On-Call Best Practices: Setting Up Third-Party Outage Alerts That Actually Work

A well-configured on-call setup alerts on high error rates, latency spikes, and infrastructure failures. But the most common cause of production incidents at SaaS companies isn't internal — it's third-party services. AWS degradation, Stripe API issues, GitHub Actions failures, Datadog outages. These external dependencies cause real user impact, but they typically don't show up in your internal monitoring until the symptoms (elevated error rates, timeouts) reach threshold — often several minutes after the root cause began.

The result is an on-call engineer who gets paged for a symptom (high error rate in checkout service) and spends 15 minutes in a code and infrastructure investigation before discovering that the root cause is a Stripe partial outage. That 15 minutes is wasted debugging time, compounded stress, and delayed customer communication.

Extending your on-call setup to include third-party monitoring closes this gap. When a vendor outage is the cause, your on-call engineer should know that before their symptoms alert fires — not after.

Not every vendor dependency warrants paging your on-call engineer at 3 AM. A logging service degradation is annoying; a payment processor outage is a P1. Before configuring alerts, create a tiered dependency map with three levels: Tier 1 (page immediately — these services being down causes direct user-facing failures), Tier 2 (notify the team but don't page — degradation increases error risk but doesn't immediately break user flows), and Tier 3 (monitor on the dashboard — these services are used but not on critical paths).

Typical Tier 1 vendors for a SaaS product: your primary payment processor (Stripe, Braintree), your main database-as-a-service (if using RDS or equivalent), your authentication provider (Auth0, Clerk), and any third-party service that is a hard dependency on your core user journey.

Tier 2 might include: your email delivery service (SendGrid, Postmark), your CDN (Cloudflare, Fastly), your observability tools (Datadog, Sentry), and your CI/CD platform (GitHub Actions, CircleCI). Tier 3 would cover marketing tools, analytics, and any service you use for non-critical features.

In PulsAPI, configure alert rules to match your tier structure. Tier 1 vendors should route to PagerDuty with 'critical' severity — this triggers your on-call rotation immediately. Tier 2 vendors should route to your team's Slack #incidents channel with 'warning' severity — visible and actionable but not paging. Tier 3 vendors should be visible on your PulsAPI dashboard without any active notifications.

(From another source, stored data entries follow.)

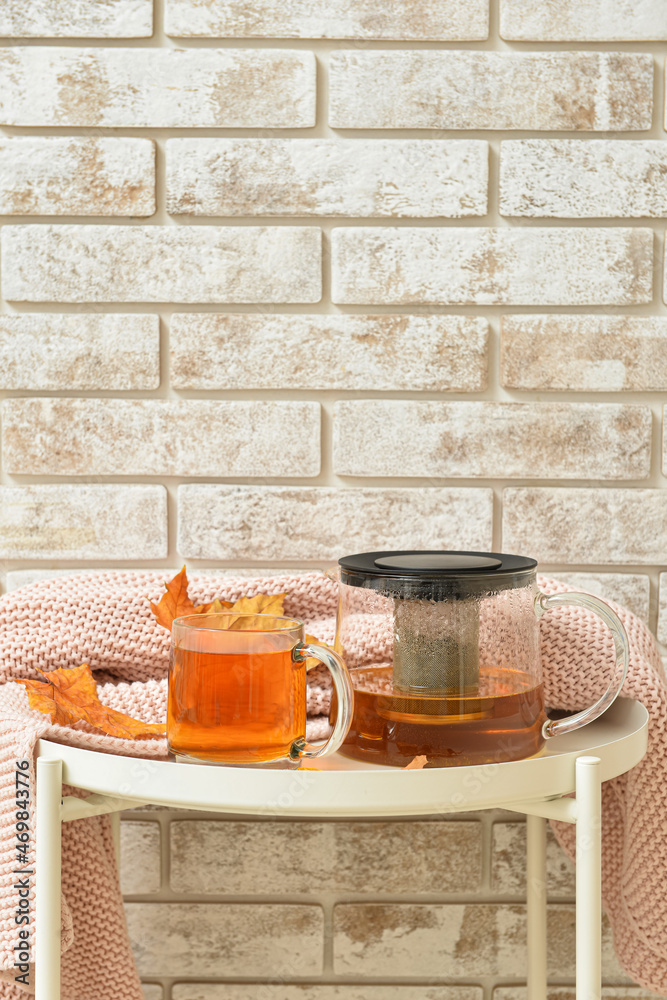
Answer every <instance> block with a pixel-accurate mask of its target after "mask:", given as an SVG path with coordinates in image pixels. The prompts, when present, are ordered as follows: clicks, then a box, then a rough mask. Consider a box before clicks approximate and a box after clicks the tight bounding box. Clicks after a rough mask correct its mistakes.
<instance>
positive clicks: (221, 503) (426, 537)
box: [178, 484, 493, 561]
mask: <svg viewBox="0 0 667 1000" xmlns="http://www.w3.org/2000/svg"><path fill="white" fill-rule="evenodd" d="M178 508H179V518H178V531H179V536H178V551H179V553H180V555H181V556H184V557H186V558H188V559H241V560H255V561H256V560H261V559H266V558H267V556H268V555H269V554H270V555H271V558H272V559H285V560H286V559H337V558H338V557H339V556H340V554H341V552H346V551H349V552H353V551H354V552H361V551H364V550H365V549H371V550H372V549H380V548H387V549H405V548H436V549H439V548H442V549H453V548H462V549H464V548H469V549H486V548H489V547H490V546H491V543H492V511H493V495H492V492H491V490H484V489H471V490H469V489H451V488H448V489H445V488H439V489H421V490H419V491H417V490H411V489H371V488H366V489H364V488H361V489H360V488H350V489H335V488H329V487H317V488H315V487H298V486H290V487H282V486H276V487H270V486H267V487H248V486H217V485H212V484H211V485H209V484H206V485H201V486H197V485H186V486H181V487H179V491H178Z"/></svg>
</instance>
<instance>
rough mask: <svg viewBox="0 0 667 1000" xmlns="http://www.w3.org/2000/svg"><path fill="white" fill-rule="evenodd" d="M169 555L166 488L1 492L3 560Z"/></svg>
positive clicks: (97, 486)
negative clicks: (19, 559)
mask: <svg viewBox="0 0 667 1000" xmlns="http://www.w3.org/2000/svg"><path fill="white" fill-rule="evenodd" d="M166 556H167V492H166V490H165V488H164V486H131V485H123V486H97V485H95V486H92V485H91V486H71V485H70V486H53V485H43V486H2V487H0V558H4V559H72V560H75V559H109V560H111V559H117V560H128V559H137V560H140V559H165V558H166Z"/></svg>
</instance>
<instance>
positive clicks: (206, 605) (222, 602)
mask: <svg viewBox="0 0 667 1000" xmlns="http://www.w3.org/2000/svg"><path fill="white" fill-rule="evenodd" d="M202 606H203V607H204V608H205V609H206V614H210V615H218V614H220V613H221V612H222V611H228V610H229V608H232V607H234V605H233V604H232V602H231V601H221V600H220V599H219V598H217V597H216V599H215V600H214V601H211V603H210V604H204V605H202Z"/></svg>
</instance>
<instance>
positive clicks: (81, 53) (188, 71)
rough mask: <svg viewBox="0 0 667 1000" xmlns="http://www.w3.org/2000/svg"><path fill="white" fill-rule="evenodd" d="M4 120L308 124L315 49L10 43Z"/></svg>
mask: <svg viewBox="0 0 667 1000" xmlns="http://www.w3.org/2000/svg"><path fill="white" fill-rule="evenodd" d="M626 58H635V57H632V56H627V57H626ZM0 124H3V125H47V126H52V125H57V126H62V127H71V126H91V125H95V126H99V127H104V128H308V127H310V126H312V125H314V124H315V56H314V54H313V53H312V52H295V51H291V50H289V49H214V48H206V49H188V50H186V49H169V48H163V49H158V48H149V49H136V48H129V49H123V48H95V49H92V48H91V49H78V48H58V47H49V48H41V47H39V46H31V47H30V48H27V47H26V48H22V47H20V46H19V47H14V48H6V49H4V50H3V51H0ZM612 127H613V126H612Z"/></svg>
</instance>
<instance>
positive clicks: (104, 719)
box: [16, 663, 167, 739]
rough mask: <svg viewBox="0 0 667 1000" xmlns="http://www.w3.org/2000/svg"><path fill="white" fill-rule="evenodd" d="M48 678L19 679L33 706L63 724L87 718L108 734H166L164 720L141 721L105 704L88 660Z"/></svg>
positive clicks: (125, 736) (157, 735)
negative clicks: (26, 692) (99, 692)
mask: <svg viewBox="0 0 667 1000" xmlns="http://www.w3.org/2000/svg"><path fill="white" fill-rule="evenodd" d="M42 676H43V677H44V681H32V680H31V681H28V680H18V679H16V683H17V684H22V685H23V687H24V688H25V689H26V691H27V692H28V701H29V703H30V707H31V708H34V709H36V710H37V711H38V712H43V713H44V715H49V716H51V721H52V722H54V723H56V725H59V726H73V725H74V724H75V723H76V722H81V721H84V722H87V723H88V724H89V725H90V726H92V727H93V728H94V729H98V730H100V732H102V733H106V735H107V736H119V737H121V738H124V739H140V738H142V737H145V736H164V735H165V732H166V728H167V727H166V726H165V725H164V724H162V723H153V722H141V721H140V720H139V719H133V718H131V716H129V715H125V714H124V713H123V712H117V711H116V710H115V709H114V708H108V707H107V706H106V705H103V704H102V702H101V701H100V699H99V698H98V696H97V685H96V683H95V678H94V677H93V674H92V671H91V669H90V667H89V666H88V664H87V663H82V664H81V666H80V667H69V668H63V667H61V668H60V669H58V670H50V671H47V672H44V673H43V674H42Z"/></svg>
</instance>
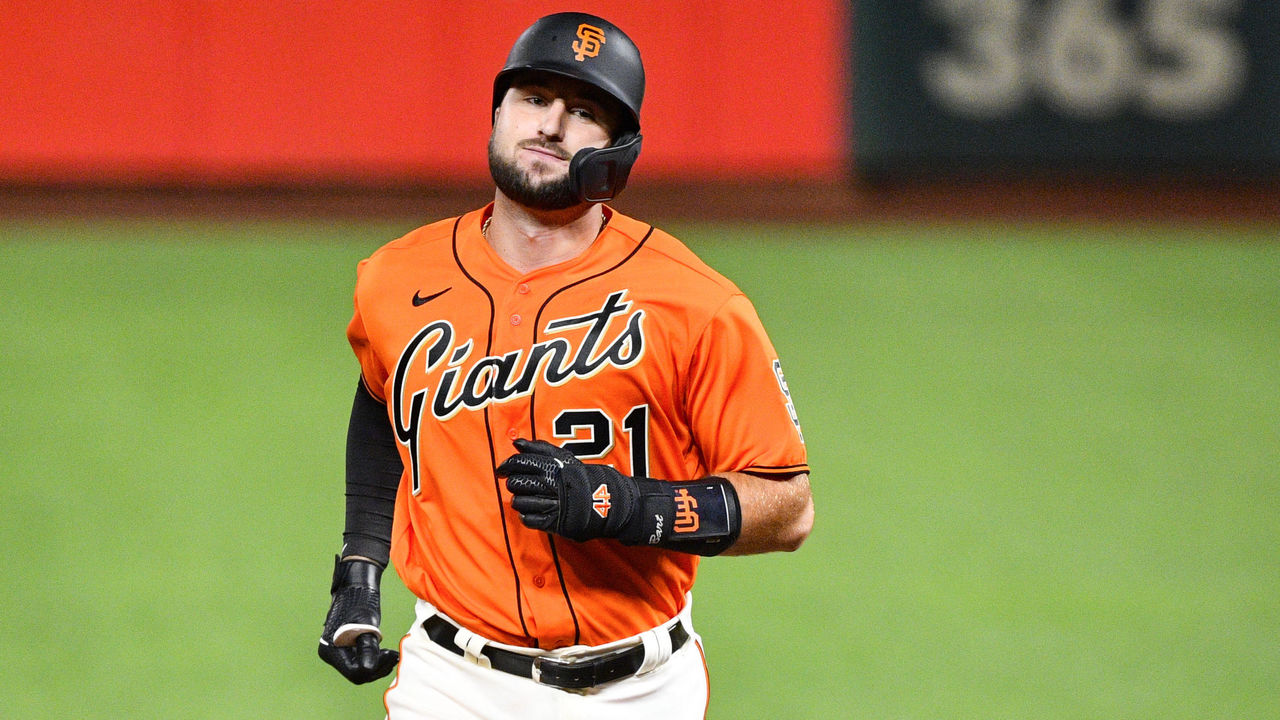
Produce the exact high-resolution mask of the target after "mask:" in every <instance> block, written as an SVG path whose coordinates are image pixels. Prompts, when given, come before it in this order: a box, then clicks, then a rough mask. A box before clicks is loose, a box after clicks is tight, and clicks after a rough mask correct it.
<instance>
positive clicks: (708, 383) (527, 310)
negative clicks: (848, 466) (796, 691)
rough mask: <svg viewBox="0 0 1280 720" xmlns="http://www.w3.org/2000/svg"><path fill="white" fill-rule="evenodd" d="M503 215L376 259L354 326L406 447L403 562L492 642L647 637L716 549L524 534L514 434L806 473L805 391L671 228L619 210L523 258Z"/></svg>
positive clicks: (716, 470)
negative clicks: (694, 554) (524, 260)
mask: <svg viewBox="0 0 1280 720" xmlns="http://www.w3.org/2000/svg"><path fill="white" fill-rule="evenodd" d="M490 211H492V205H490V206H486V208H484V209H481V210H475V211H472V213H468V214H466V215H462V217H460V218H453V219H449V220H442V222H438V223H434V224H430V225H426V227H422V228H419V229H417V231H413V232H411V233H408V234H406V236H404V237H402V238H399V240H397V241H394V242H390V243H389V245H387V246H384V247H381V249H379V250H378V251H376V252H374V254H372V255H371V256H370V258H369V259H366V260H364V261H361V263H360V266H358V275H357V282H356V293H355V295H356V296H355V305H356V310H355V315H353V318H352V320H351V324H349V327H348V329H347V334H348V340H349V341H351V346H352V348H353V350H355V352H356V356H357V359H358V360H360V366H361V373H362V378H364V382H365V384H366V386H367V388H369V391H370V392H371V393H372V395H374V396H375V397H378V398H379V400H381V401H384V402H385V404H387V409H388V418H389V420H390V423H392V425H393V428H394V432H396V437H397V439H398V441H399V452H401V457H402V460H403V461H404V475H403V477H402V478H401V486H399V491H398V495H397V500H396V519H394V523H393V530H392V561H393V562H394V564H396V570H397V573H398V574H399V577H401V579H402V580H403V582H404V584H406V585H407V587H408V589H411V591H412V592H413V593H415V594H417V596H419V597H421V598H424V600H426V601H429V602H431V603H433V605H435V607H438V609H439V610H440V611H442V612H444V614H445V615H448V616H449V618H452V619H454V620H456V621H458V623H460V624H462V625H463V626H466V628H468V629H471V630H472V632H475V633H479V634H480V635H484V637H486V638H489V639H493V641H498V642H503V643H508V644H520V646H530V647H540V648H557V647H564V646H571V644H602V643H607V642H612V641H617V639H621V638H625V637H628V635H634V634H636V633H640V632H644V630H646V629H650V628H653V626H657V625H659V624H662V623H664V621H666V620H668V619H671V618H673V616H675V615H676V614H678V612H680V610H681V609H682V607H684V602H685V594H686V592H687V591H689V589H690V588H691V587H692V584H694V575H695V573H696V570H698V561H699V557H698V556H695V555H689V553H682V552H676V551H669V550H663V548H655V547H628V546H623V544H621V543H618V542H617V541H616V539H594V541H589V542H573V541H570V539H566V538H563V537H558V536H553V534H549V533H544V532H540V530H532V529H529V528H526V527H525V525H524V524H522V523H521V521H520V516H518V514H516V512H515V511H513V510H512V509H511V495H509V493H508V492H507V488H506V484H504V482H503V480H500V479H499V478H498V477H497V475H495V473H494V469H495V468H497V465H498V464H500V462H502V461H503V460H504V459H506V457H508V456H511V455H512V454H515V452H516V451H515V448H513V447H512V445H511V441H512V439H515V438H518V437H525V438H530V439H545V441H549V442H553V443H556V445H561V446H563V447H566V448H568V450H572V451H573V452H575V455H577V456H579V457H580V459H582V460H584V461H588V462H607V464H609V465H613V466H614V468H616V469H618V470H620V471H622V473H627V474H631V475H644V477H650V478H659V479H667V480H689V479H696V478H701V477H705V475H709V474H714V473H717V471H730V470H742V471H750V473H756V474H764V475H771V474H773V475H780V477H788V475H791V474H795V473H799V471H808V469H809V468H808V464H806V457H805V447H804V441H803V437H801V434H800V425H799V421H797V420H796V415H795V409H794V406H792V404H791V397H790V391H788V389H787V386H786V382H785V380H783V377H782V372H781V366H780V364H778V359H777V355H776V352H774V350H773V346H772V343H771V342H769V338H768V337H767V336H765V332H764V329H763V327H762V324H760V320H759V318H758V316H756V314H755V310H754V307H753V306H751V304H750V302H749V301H748V299H746V297H745V296H744V295H742V292H741V291H740V290H739V288H737V287H735V286H733V283H731V282H730V281H728V279H726V278H723V277H722V275H719V274H718V273H716V272H714V270H712V269H710V268H708V266H707V265H705V264H704V263H701V261H700V260H699V259H698V258H696V256H695V255H694V254H692V252H691V251H690V250H689V249H686V247H685V246H684V245H682V243H681V242H680V241H678V240H676V238H673V237H672V236H669V234H667V233H664V232H662V231H659V229H655V228H653V227H652V225H648V224H645V223H641V222H637V220H634V219H631V218H627V217H625V215H622V214H621V213H616V211H613V210H612V209H608V208H605V209H604V213H605V217H607V218H608V224H607V225H605V229H604V231H603V232H602V234H600V236H599V237H598V238H596V240H595V242H594V243H593V245H591V246H590V247H589V249H588V250H586V251H585V252H584V254H581V255H580V256H577V258H575V259H572V260H568V261H564V263H561V264H557V265H553V266H548V268H541V269H538V270H534V272H531V273H527V274H521V273H517V272H516V270H513V269H512V268H511V266H509V265H507V264H506V263H504V261H503V260H502V259H500V258H499V256H498V255H497V254H495V252H494V251H493V249H492V247H490V246H489V243H488V241H486V240H485V238H484V236H483V234H481V224H483V222H484V219H485V218H488V214H489V213H490ZM596 501H598V502H602V503H607V502H608V501H607V498H596ZM677 521H678V520H677Z"/></svg>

Add severity filters to your Tier 1 rules: only page on Partial Outage or Major Outage status, not on Degraded Performance. A momentary degradation of 3% of Stripe API requests doesn't warrant waking someone up; a full API outage does. Use PulsAPI's status severity levels to draw this line precisely.

Maintenance windows deserve special handling. Vendor-scheduled maintenance appears in PulsAPI as a Maintenance status, not an outage. Configure your alert rules to suppress maintenance window notifications during off-hours, or route them to a separate low-priority channel so they don't pollute your incident history with planned events.

After initial setup, run a weekly review of your alert configuration for the first month. Look at every PulsAPI notification your team received: Was it actionable? Did it page at the right severity level? Did you miss any incidents that showed up as symptoms in your internal monitoring first? This review takes 15 minutes and progressively tuning it will dramatically reduce noise and improve signal quality.

Use PulsAPI's test functionality to verify each integration channel is connected and delivering correctly. A broken Slack webhook that was never tested is indistinguishable from working configuration until you're in the middle of an incident and realize you missed alerts for the past two weeks.

Build a runbook entry for each Tier 1 vendor. When an alert fires for Stripe, your on-call engineer shouldn't have to figure out what to do from scratch. The runbook should list: the blast radius, the immediate actions to take, the customer communication template, and the escalation path if the outage extends beyond a defined duration.